Using datasets larger than 2 Gb with Keras

Question

TensorFlow has a long-standing limitation of 2 Gb on a single tensor. It means that you can't train your model on more than 2 Gb of data at one time without jumping through hoops. See Initializing tensorflow Variable with an array larger than 2GB ; Use large dataset in Tensorflow

The standard solution referenced in those posts is to use a placeholder and to pass it to the "session" through feed_dict:

my_graph = tf.Graph()
sess = tf.Session(graph=my_graph)   
X_init = tf.placeholder(tf.float32, shape=(m_input, n_input))
X = tf.Variable(X_init)
sess.run(tf.global_variables_initializer(), feed_dict={X_init: data_for_X})

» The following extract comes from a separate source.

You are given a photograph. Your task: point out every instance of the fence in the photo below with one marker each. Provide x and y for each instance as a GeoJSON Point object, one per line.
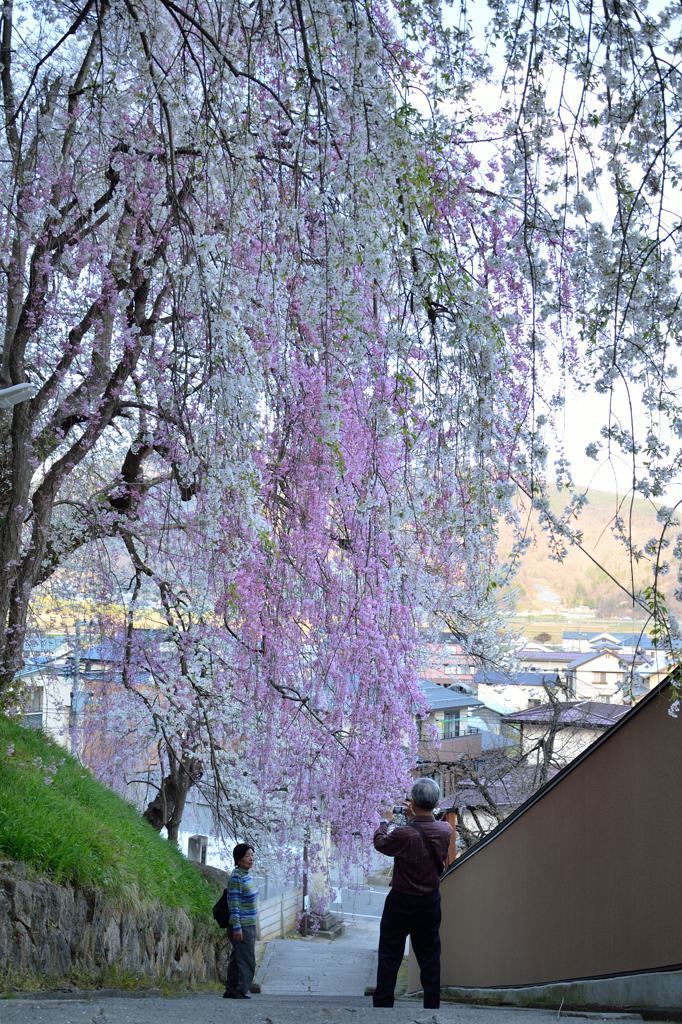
{"type": "Point", "coordinates": [278, 914]}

However, this only works when I use the "old" API (tf.Session(), etc.) The recommended approach nowadays is to use Keras (all the tutorials on tensorflow.org use it). And, with Keras, there's no tf.Graph(), no tf.Session(), and no run() (at least none that are readily visible to the user.)

How do I adapt the above code to work with Keras?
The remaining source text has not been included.